The reality of relationships is more nuanced today than ever before.
With so many valid paths towards happiness and romantic satisfaction, fewer couples are as keen to embrace what’s now known as traditional relationships. Those who do are called old fashioned at best and derided as problematic at worst. The most crucial thing is that they aren’t completely wrong.
Have relationships changed so much that tradition can now be seen as obsolete and harmful? Fair points of their flaws aside, there are reasons why traditional relationships persist to this day. Among those reasons are the strength of the individual qualities brought to the table by traditional relationship roles.
The Traditional Role of Men, Examined:
When people think of men’s stereotypical roles, the focus tends to be on their responsibility as the prime provider. In turn, the focus extends to their toughness; their primal capacity to protect.
Opponents of tradition point out that it is unrealistic and unreasonable to expect a single person to provide for an entire family in this day and age. They would also point out that the standards for toughness can lead to insensitivity and problems with emotional regulation.
Go beyond those fair criticisms and anyone can see that the traditional role of men also places focus on leadership skills, overall competence, and the capacity to be tender. That last one may be quite surprising, but traditionally capable men were far from brutes.
The very human tendency to emphasize the bad examples over the good just made them seem like it to many.
The Traditional Role of Women, Examined:
Traditionally perceived to be kinder and more sensitive than men, the expectation placed on women was that of nurturers and supporters. Restricted from joining the workforce at large in decades past, women were left to care for the children and the household.
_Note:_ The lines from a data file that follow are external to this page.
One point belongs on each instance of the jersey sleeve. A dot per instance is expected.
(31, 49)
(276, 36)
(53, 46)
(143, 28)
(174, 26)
The opponents of tradition have even more to work with regarding the plight of women, and rightfully so. Unlike with past generations, there is no general stigma on women who choose to have careers. In fact, the emotional intelligence needed to succeed in their traditional role have taken many women far when it comes to their career goals.
Emotional intelligence is just one admirable quality that traditional women brought to the table. To care for children and a house by themselves required time management and organizational skills, which remain crucial even today–relationship or no.
And while being labeled as supporters instead of leaders is a fair sore point, the integrity and strength needed to lead by example through their support speaks volumes about the strength that women traditionally–and to this day–displayed, day in and day out.
Why These Roles Remain Relevant in Modernity
While the overall view and reality of relationships may change, the qualities that prop up traditional relationship roles remain as steady as ever. What woman wouldn’t want a man who is capable of leadership and strength? What man wouldn’t want a woman who is supportive and emotionally intelligent?
Traditional relationships have never been perfect and they never will be. The same can be said of any other type of relationship. People love progress, but that love shouldn’t lead to forgetting the core qualities that have kept relationships going for as long as humanity as a whole has existed.
For all the harm caused by past expectations, there are just as many benefits reaped by couples and families as a whole. For that, it still pays to embrace tradition, even in the midst of all existing freedom.